Forward secrecy may be possible by zeroing out the rate bits after output then churning the sponge. Reversing the permutation will then only reveal the capacity bits.
If they recover the rate bits (eg. from userland crashing too), then they should only be able to recover some entropy used to seed since last time. To recover other users’ output they’d need to recover the rate bits from their output - which is to say you already have the data you’re looking for.
Current Linux /dev/random and /dev/urandom was a very successful experiment in OS-provided entropy, and can provide very high quality entropy to userland.
While not being broken in the strict sense, it has an unnecessarily complex design, and it’s concept of entropy-counting and blocking is a pseudo-security feature that it doesn’t actually provide, and can create security problems and deny availability.
Furthermore the cold-boot problem is not resolved yet, relying on userland to provide a seed of unknown quality to ensure /dev/urandom behaves properly.
This is my design for a new /dev/random design, which I intend to implement and submit for inclusion upstream.
There is only one entropy pool - it has a counter with the estimated entropy fed in (that never decreses), and a Keccak state (SHA-3). The parameters for Keccak are both convenient and conservative - a rate of 1024, capacity of 576. This provides 288-bits of security, which is an uncontroversially high number, and 128 bytes at a time can be read or absorbed.
Note that the normal padding will be omitted, which shouldn’t affect the security.
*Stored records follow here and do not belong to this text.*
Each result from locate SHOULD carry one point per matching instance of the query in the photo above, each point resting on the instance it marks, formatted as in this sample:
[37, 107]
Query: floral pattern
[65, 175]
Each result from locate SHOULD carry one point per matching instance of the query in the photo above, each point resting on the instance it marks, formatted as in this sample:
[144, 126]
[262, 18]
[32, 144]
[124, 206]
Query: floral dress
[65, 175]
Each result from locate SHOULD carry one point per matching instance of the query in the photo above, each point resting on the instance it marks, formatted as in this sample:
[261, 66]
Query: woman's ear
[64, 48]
When data from /dev/urandom is requested, the call will block if insufficient entropy is collected. This should be a sysctl with a reasonable compiled-in default. The pool only offers 288 bits of security, but the user could require a higher number if they are not confident of the entropy estimates.
The device will return data from the same pool as the input pool in 128 byte chunks, with a Keccak-f round being called after each 128 bytes are read.
If the requested data isn’t a multiple of 128 bytes, the extra bytes are effectively discarded. Before read() returns, the rate bits of the pool are zeroed out and Keccak-f is called one more time.
This provides forward secrecy for the main pool - the data left in kernel memory cannot be used to retrieve data previously returned to userland. This is important because applications cannot control the contents of kernel crash dumps.
/dev/random and /dev/urandom should be the same. There is no meaningful distinction between 288 bits of security and “true random”. The definition of 288-bit security is that it would take 2^288 operations to distinguish the output from a random oracle. That’s an insane number of operations.
Almost all of the security relies on the proofs provided for sponge functions.
Keccak-f has a large security margin, and the number of rounds could be easily adjusted (even as a compile-time tunable) according to known attacks.
I have concerns about zeroing out the rate bits after output - feedback from cryptographers is appreciated.